By evening, still a full day's march from Jerusalem, we passed through Jericho and there a rich man named Zacchaeus wished to welcome me. Many were in the throng, however, and he was a small man; therefore he had climbed to the top of a sycamore so that we could see him.
I said: "Zacchaeus, come down. Tonight I will stay at your house."
He received me joyfully. Others said that it was not fitting that I should be the guest of the wealthiest publican in Jericho. But Zacchaeus said: "Lord, now that I know you, half of my goods I will give to the poor."
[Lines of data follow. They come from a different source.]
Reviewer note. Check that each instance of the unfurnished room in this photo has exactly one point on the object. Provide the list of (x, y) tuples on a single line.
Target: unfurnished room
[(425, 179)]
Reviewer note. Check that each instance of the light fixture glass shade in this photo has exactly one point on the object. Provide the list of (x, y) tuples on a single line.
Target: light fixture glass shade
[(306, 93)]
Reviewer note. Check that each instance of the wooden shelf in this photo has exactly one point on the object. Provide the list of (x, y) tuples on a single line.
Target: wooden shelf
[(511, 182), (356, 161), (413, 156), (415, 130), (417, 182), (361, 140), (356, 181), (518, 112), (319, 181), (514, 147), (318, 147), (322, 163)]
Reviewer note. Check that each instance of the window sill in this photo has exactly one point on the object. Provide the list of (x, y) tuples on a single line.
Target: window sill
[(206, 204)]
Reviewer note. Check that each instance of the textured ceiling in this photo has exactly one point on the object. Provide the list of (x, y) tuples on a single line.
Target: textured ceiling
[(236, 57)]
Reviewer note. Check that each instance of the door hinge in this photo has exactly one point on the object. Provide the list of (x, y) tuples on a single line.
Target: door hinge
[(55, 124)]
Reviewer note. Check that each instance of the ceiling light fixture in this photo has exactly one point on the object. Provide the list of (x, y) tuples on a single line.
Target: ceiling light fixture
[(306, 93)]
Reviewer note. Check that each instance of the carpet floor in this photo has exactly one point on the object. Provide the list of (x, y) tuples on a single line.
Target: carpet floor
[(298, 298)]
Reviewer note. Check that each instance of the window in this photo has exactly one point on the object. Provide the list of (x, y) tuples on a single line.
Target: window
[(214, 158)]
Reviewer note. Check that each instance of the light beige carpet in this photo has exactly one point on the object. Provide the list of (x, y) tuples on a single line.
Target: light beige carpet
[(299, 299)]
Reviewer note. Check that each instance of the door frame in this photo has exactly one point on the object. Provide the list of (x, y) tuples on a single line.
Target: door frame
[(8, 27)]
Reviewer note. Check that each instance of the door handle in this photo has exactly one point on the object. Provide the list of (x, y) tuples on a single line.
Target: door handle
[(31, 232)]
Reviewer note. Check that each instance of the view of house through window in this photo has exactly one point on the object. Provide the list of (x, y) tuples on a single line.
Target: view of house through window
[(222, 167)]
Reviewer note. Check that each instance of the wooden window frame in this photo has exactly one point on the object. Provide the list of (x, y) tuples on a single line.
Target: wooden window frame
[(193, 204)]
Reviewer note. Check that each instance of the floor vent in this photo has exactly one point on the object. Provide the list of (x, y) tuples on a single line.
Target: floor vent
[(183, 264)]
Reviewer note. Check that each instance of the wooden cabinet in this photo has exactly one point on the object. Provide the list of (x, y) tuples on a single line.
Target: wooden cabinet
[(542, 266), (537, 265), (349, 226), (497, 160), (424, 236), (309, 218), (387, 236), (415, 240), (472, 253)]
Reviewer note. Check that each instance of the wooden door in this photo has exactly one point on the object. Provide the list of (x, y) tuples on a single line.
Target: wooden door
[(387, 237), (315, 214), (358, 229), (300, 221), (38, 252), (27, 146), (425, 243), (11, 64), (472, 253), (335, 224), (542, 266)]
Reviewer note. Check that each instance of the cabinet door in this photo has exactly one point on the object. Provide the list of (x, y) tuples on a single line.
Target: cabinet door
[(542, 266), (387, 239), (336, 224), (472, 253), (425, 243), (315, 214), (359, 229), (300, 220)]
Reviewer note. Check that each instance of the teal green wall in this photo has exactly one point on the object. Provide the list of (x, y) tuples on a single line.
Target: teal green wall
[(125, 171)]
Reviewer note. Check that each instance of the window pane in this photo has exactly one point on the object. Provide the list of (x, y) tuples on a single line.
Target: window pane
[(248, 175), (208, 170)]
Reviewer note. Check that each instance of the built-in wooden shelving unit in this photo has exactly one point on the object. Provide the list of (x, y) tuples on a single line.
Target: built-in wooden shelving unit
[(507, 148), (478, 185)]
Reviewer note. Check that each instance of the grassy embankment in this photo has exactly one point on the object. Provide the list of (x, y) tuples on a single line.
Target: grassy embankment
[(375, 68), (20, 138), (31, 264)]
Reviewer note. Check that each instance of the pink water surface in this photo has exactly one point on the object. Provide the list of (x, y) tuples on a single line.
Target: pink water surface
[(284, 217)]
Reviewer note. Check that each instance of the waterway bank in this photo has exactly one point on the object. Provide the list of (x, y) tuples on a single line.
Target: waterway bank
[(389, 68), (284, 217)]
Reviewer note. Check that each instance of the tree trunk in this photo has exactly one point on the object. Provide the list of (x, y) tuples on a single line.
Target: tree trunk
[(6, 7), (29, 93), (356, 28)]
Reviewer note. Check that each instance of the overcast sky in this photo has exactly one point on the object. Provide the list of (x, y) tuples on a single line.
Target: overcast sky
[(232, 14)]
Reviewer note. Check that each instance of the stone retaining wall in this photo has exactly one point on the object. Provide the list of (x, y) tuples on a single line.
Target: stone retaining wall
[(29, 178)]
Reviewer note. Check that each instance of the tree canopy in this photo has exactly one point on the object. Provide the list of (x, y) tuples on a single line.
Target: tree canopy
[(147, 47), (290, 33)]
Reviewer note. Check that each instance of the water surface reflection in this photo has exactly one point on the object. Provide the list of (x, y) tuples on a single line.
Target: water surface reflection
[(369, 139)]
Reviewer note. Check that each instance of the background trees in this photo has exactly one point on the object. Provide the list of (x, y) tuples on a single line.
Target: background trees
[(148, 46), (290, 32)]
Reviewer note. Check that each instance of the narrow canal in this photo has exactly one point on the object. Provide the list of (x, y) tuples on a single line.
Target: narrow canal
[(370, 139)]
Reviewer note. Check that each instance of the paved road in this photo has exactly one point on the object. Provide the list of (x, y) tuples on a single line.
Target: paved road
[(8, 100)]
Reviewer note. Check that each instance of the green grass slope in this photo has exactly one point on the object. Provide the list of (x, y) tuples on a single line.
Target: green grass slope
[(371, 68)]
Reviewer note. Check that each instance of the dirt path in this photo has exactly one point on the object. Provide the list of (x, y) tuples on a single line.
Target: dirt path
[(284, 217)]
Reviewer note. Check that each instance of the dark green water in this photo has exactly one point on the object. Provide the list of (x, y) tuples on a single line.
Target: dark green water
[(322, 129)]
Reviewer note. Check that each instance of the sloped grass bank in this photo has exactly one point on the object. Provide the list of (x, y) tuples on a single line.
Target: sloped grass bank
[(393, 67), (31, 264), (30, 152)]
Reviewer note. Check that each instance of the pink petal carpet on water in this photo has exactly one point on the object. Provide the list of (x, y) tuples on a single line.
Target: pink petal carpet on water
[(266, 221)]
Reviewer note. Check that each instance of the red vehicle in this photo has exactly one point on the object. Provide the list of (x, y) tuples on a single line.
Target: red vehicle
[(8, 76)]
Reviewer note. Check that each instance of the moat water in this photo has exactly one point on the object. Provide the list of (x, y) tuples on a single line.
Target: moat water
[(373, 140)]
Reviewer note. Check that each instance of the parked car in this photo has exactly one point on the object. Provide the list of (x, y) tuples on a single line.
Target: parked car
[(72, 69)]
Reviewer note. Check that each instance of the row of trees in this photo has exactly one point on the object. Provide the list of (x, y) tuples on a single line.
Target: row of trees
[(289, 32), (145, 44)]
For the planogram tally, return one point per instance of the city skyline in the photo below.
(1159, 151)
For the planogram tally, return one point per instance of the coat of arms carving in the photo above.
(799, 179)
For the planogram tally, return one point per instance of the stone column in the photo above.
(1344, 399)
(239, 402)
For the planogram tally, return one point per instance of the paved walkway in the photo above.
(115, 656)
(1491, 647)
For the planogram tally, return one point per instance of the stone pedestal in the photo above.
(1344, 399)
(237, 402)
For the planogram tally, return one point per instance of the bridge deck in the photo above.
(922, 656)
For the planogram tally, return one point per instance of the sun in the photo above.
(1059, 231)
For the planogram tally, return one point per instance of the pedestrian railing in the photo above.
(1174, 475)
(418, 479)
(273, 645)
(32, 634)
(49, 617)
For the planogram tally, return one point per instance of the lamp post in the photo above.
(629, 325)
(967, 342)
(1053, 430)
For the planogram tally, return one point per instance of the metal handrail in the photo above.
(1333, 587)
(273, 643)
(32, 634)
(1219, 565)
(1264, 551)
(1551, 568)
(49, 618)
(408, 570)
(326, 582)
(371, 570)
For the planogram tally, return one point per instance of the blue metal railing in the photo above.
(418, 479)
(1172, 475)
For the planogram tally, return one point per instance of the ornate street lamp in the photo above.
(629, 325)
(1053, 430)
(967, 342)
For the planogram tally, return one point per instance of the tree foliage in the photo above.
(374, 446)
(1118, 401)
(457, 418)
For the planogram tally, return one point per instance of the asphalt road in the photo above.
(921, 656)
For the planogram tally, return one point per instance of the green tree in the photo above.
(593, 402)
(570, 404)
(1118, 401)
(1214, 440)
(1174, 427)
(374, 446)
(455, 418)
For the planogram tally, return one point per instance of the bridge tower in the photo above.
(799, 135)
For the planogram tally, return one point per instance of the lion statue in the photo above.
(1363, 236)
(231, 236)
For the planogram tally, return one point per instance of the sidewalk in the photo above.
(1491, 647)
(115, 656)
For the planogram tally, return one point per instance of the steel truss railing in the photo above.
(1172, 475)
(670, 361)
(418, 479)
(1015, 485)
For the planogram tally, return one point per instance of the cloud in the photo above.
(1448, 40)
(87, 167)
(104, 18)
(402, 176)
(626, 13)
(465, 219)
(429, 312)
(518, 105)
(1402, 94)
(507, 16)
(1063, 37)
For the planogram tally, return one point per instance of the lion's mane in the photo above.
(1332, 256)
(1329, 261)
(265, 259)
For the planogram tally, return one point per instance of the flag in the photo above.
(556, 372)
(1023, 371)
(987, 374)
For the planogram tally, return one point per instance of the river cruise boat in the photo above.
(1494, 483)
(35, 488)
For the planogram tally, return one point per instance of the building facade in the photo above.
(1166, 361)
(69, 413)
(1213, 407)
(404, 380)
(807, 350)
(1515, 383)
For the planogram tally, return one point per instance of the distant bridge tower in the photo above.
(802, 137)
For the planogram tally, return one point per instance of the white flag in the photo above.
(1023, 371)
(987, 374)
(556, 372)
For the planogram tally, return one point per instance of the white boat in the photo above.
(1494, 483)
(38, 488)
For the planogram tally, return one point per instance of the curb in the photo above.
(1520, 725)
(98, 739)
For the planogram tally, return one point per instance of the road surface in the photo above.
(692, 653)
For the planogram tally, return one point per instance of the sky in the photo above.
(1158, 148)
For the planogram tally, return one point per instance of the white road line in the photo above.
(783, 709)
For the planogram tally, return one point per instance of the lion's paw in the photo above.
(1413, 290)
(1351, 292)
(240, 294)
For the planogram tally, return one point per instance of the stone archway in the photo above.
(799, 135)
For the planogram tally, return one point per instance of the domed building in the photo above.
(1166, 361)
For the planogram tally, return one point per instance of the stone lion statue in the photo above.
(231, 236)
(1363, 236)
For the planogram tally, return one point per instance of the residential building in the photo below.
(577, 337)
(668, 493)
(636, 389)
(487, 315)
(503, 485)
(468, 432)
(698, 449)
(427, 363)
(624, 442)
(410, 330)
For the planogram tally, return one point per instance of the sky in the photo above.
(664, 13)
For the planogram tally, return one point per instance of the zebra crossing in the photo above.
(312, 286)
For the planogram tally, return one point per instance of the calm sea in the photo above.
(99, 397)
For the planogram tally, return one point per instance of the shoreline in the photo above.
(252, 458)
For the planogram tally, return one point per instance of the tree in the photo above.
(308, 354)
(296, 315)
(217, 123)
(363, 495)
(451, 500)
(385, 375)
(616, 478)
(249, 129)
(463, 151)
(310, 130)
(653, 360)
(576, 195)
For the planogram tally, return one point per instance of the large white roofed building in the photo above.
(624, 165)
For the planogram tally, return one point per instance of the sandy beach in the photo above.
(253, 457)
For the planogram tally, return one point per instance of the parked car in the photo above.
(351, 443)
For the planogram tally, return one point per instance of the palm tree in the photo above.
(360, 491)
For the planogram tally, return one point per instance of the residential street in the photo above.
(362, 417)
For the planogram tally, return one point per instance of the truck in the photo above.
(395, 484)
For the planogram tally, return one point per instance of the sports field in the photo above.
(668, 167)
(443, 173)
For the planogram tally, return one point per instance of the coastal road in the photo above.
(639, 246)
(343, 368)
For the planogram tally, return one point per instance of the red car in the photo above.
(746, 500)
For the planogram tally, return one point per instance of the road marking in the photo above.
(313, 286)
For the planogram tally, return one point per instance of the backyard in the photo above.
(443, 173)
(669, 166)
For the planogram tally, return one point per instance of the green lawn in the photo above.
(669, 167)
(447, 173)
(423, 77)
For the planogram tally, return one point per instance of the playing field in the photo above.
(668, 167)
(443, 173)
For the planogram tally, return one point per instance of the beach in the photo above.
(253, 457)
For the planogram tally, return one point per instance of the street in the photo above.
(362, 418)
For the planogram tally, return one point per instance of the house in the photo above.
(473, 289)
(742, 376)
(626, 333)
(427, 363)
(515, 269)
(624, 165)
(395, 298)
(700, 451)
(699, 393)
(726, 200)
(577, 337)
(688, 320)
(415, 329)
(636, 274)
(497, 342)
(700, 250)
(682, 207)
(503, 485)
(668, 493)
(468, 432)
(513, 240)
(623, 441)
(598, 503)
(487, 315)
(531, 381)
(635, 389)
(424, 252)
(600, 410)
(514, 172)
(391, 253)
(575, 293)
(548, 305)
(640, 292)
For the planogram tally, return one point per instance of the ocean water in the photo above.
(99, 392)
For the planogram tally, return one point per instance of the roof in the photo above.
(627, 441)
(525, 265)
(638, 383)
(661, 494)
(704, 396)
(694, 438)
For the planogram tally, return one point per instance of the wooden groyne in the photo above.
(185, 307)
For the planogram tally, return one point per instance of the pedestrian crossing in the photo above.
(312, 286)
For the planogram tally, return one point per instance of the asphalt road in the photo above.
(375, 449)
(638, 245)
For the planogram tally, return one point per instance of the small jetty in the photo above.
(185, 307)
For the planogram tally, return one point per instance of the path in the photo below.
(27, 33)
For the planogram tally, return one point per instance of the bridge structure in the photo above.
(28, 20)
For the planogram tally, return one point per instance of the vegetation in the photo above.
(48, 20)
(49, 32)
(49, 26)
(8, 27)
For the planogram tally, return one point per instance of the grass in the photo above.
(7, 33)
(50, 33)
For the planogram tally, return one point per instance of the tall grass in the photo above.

I was gladdened. For if a rich man could surrender half of his fortune because he believed in me, then there might be walls ready to fall in Jerusalem. I slept well that second night in the house of Zacchaeus.
Next morning as we set out, two sisters of my follower Lazarus came to meet us. I had dined with Lazarus in Capernaum, and he was a good man. Now his two sisters, Mary and Martha, had walked from his house in Bethany to find me, and they said, "Lord, Lazarus is sick, our Lazarus."
And by the way it was said, I knew that he had a sickness unto death.
They wept. As if I were brother to his illness, my fever came back; my night of rest was lost. I had to stay two nights more in Zacchaeus' house, and we were still a full day's march from Jerusalem. When I awoke on the fifth morning of our departure from Galilee, I was well in body but otherwise full of woe, and I said, "Lazarus is dead."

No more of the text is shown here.